California faces its moment of truth
The California budget impasse comes to a head one way or the other this week, with state lawmakers needing to make nice by June 30 to close a $24 billion budget gap. If they don’t, rating agencies have threatened to downgrade the state’s credit ratings.
California’s Comptroller said he would begin handing out IOUs on July 2 and the Treasurer said the state will draw on reserves to service the debt of all economic recovery bonds on July 1. (These bonds were created in 2004, when voters gave the state government the authority to raise $15 billion through bond issuance to plug another budget deficit.)
While a slump in real estate and tax revenue are very real factors behind California’s disastrous finances, the San Francisco Chronicle also bullet-points more entrenched problems that have made it difficult if not impossible for the state to surmount extreme dysfunction.
– Partisanship: California’s gerrymandered legislative districts tend to protect incumbents and encourage more political extremes – Republicans on the right and Democrats on the left with less incentive to reach out to the political middle, much less compromise at the Capitol.
– Term limits: Proposition 140, passed in 1990, limits legislators terms to six years in the Assembly and eight in the state Senate.
– Ballot-box budgeting: Initiative-loving Californians mandated set-aside funding for all kinds of single-interest issues, from education to stem cell research.
– Prop. 13: The 1978 landmark law slashed commercial and residential property tax rates, shifting state reliance to other more volatile sources.
– The two-thirds majority rule: The Golden State is one of just three states that require a two-thirds majority vote from each legislative house to pass budgets.

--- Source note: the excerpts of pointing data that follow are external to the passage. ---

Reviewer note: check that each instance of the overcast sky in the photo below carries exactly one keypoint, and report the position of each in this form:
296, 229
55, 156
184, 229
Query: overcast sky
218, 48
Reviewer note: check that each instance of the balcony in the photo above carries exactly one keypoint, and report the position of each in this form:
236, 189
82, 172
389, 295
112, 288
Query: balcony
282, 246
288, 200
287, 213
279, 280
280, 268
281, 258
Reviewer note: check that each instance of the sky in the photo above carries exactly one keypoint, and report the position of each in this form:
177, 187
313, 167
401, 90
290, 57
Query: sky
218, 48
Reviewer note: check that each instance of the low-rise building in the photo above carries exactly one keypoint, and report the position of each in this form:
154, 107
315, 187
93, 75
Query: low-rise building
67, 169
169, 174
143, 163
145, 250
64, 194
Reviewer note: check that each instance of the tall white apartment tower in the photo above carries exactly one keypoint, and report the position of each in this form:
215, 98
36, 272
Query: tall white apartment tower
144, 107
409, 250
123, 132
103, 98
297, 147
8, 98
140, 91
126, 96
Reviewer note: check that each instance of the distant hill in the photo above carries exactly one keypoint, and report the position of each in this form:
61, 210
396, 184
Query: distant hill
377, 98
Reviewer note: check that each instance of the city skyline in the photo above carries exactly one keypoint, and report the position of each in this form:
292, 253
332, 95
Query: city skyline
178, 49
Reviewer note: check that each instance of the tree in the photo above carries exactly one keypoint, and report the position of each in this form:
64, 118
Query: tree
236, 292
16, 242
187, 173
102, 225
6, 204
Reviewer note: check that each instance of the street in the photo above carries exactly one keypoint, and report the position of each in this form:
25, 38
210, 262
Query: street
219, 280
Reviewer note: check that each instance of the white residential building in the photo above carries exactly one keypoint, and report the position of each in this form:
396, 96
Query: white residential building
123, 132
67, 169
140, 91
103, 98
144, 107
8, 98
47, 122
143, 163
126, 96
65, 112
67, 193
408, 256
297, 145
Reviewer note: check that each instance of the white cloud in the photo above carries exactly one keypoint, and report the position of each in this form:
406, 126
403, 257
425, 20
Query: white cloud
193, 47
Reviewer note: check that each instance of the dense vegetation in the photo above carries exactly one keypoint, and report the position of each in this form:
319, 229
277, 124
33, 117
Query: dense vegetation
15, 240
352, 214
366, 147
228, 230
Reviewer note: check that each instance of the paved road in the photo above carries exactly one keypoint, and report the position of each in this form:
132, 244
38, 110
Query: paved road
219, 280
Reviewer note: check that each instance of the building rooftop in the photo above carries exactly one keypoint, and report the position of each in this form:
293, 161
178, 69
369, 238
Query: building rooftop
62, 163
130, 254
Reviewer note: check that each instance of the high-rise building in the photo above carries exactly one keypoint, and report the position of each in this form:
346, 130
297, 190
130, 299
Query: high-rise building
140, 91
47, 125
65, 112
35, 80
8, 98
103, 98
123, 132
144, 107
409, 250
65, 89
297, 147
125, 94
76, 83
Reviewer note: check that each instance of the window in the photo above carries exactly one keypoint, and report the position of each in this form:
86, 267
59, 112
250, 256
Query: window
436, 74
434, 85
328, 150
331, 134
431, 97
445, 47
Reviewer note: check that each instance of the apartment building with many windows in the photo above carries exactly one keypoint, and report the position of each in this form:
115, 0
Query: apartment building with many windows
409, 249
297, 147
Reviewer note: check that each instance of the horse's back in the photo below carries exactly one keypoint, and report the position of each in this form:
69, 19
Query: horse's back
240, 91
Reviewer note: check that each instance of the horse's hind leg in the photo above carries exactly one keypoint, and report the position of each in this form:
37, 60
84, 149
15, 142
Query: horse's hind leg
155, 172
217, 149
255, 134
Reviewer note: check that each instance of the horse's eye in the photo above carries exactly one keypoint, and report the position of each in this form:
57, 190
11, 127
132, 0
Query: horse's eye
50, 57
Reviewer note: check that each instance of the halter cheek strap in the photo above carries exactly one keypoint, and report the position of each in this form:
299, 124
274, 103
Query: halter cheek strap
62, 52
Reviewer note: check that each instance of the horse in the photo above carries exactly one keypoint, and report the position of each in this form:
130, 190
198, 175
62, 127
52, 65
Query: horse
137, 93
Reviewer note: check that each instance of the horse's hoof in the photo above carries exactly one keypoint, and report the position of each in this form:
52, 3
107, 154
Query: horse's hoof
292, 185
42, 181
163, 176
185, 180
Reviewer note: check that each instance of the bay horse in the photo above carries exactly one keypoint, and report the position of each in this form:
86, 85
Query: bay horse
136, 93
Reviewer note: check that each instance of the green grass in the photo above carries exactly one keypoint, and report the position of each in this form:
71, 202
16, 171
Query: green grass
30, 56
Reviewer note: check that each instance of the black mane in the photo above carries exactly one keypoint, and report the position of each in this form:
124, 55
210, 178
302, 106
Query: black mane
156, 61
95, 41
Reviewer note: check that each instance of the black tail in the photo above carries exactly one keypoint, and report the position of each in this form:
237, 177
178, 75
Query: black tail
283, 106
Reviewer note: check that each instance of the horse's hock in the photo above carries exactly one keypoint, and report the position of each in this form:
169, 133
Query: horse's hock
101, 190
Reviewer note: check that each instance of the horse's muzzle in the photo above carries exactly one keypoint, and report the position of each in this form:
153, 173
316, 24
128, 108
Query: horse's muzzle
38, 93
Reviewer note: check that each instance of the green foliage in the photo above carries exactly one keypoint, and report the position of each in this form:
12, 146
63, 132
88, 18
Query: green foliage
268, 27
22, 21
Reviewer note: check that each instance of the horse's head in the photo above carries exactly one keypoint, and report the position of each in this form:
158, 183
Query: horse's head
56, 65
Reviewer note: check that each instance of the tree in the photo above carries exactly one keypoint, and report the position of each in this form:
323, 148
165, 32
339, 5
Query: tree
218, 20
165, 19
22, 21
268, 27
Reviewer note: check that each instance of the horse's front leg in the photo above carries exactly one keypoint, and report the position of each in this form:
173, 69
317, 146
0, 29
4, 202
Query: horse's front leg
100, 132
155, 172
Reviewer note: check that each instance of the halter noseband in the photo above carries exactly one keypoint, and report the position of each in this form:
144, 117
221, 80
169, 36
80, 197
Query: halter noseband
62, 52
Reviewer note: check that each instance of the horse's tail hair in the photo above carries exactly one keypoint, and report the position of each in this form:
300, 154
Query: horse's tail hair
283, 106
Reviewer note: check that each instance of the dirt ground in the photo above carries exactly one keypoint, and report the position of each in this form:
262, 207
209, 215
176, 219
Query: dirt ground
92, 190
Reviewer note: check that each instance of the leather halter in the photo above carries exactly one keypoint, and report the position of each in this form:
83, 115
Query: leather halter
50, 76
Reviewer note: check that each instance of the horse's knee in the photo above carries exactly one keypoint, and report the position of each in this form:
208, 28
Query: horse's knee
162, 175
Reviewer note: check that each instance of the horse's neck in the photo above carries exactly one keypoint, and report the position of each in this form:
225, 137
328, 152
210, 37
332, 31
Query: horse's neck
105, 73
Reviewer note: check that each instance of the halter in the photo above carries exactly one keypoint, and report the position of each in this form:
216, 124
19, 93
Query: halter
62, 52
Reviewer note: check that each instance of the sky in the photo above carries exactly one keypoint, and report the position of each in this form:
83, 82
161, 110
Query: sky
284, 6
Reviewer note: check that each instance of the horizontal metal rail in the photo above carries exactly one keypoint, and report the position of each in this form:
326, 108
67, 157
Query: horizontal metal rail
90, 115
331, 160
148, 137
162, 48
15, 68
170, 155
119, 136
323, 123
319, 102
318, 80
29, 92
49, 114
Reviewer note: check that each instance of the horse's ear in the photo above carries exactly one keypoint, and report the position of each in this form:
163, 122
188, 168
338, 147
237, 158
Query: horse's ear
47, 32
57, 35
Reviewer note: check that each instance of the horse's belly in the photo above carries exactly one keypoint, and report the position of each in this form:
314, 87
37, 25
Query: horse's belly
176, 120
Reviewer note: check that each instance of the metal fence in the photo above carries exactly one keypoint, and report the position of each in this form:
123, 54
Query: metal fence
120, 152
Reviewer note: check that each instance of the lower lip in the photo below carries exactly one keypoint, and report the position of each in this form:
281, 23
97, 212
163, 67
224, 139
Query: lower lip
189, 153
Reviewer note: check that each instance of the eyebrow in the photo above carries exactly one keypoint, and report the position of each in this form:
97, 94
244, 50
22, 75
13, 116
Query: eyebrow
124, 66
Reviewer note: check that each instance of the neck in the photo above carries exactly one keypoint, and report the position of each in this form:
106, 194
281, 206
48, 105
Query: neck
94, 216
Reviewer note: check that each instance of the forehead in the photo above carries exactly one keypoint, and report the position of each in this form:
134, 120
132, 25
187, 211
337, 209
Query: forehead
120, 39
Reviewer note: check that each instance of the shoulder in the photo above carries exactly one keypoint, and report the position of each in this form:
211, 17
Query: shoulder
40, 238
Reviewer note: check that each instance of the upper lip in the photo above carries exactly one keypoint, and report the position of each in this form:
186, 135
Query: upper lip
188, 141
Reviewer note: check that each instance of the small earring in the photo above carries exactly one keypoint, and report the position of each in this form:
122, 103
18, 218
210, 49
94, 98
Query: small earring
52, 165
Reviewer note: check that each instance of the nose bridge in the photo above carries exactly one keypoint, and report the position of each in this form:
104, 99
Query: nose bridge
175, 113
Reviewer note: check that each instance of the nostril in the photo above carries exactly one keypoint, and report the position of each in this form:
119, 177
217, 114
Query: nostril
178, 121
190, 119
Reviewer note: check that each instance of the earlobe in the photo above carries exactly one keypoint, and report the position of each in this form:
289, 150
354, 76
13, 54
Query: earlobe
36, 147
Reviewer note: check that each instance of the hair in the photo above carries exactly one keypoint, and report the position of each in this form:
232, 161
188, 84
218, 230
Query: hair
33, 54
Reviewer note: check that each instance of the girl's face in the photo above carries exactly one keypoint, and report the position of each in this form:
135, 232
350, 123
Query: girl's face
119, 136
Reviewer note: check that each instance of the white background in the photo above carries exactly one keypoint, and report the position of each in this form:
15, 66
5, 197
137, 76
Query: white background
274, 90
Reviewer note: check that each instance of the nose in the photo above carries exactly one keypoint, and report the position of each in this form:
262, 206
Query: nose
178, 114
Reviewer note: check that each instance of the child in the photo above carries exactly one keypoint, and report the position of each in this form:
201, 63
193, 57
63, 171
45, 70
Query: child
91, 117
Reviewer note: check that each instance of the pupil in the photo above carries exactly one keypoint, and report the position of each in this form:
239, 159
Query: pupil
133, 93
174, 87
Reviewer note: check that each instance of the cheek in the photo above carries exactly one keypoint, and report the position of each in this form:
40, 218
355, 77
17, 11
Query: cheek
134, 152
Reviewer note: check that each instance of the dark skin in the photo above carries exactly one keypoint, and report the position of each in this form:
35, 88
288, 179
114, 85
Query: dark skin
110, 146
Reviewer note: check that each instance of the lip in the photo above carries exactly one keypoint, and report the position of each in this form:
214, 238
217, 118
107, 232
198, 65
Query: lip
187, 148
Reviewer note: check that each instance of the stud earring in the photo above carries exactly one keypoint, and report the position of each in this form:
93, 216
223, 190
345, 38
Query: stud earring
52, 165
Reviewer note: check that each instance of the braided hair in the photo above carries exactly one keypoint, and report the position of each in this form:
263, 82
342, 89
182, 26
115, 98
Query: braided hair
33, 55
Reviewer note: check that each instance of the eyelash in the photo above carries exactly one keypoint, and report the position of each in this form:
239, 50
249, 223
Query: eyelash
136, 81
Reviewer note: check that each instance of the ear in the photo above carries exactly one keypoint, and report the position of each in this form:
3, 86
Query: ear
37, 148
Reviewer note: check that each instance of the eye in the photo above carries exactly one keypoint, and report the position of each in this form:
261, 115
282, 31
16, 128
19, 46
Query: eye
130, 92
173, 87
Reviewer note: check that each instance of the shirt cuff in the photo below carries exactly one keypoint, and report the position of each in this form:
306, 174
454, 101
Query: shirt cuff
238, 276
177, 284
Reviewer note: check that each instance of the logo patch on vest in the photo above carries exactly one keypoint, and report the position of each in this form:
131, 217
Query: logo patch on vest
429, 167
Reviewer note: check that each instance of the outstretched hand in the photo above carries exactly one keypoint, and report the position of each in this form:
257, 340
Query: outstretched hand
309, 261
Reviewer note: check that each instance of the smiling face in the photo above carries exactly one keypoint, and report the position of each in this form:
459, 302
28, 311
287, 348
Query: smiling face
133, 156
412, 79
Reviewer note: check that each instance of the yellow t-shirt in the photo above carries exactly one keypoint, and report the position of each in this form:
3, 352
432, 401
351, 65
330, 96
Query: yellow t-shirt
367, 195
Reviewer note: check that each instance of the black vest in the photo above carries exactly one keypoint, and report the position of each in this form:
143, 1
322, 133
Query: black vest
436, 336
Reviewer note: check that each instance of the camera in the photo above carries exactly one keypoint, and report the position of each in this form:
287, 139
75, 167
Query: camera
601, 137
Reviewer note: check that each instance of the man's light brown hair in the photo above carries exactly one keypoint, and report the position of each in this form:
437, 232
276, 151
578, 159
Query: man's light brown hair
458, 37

Fitch Ratings cut California’s ratings to A-minus last week from A, and warned that further action could be forthcoming if there’s not a budget agreement beyond June 30.
California general obligation bonds have been getting hit as a result of all the uncertainty. In May, the bonds were trading roughly 37 basis points above AAA-rated munis, according to Municipal Market Advisors. Now they stand at 105 basis points. It’s also helping to drag down the overall market, though returns for the year are still in the black at 5.2%.
The big fear of course is default, but there are many gradations about what they could mean for bondholders. The worst case scenario would be repudiation, or simply walking away from its debt obligations, though this seems extremely unlikely given the size of the California economy (eighth in the world if it stood alone) and its dependence on future credit market financing. Then there’s defaulting on the debt servicing or paying only part of it.
There’s still some hope that the federal government would step in if it came to default, but the Obama Administration has been reluctant to prop up state and local governments, especially when it has its hands full with the auto industry and the financial system. It also would open up the federal government to petitions from a long line of states and municipalities also getting squeezed.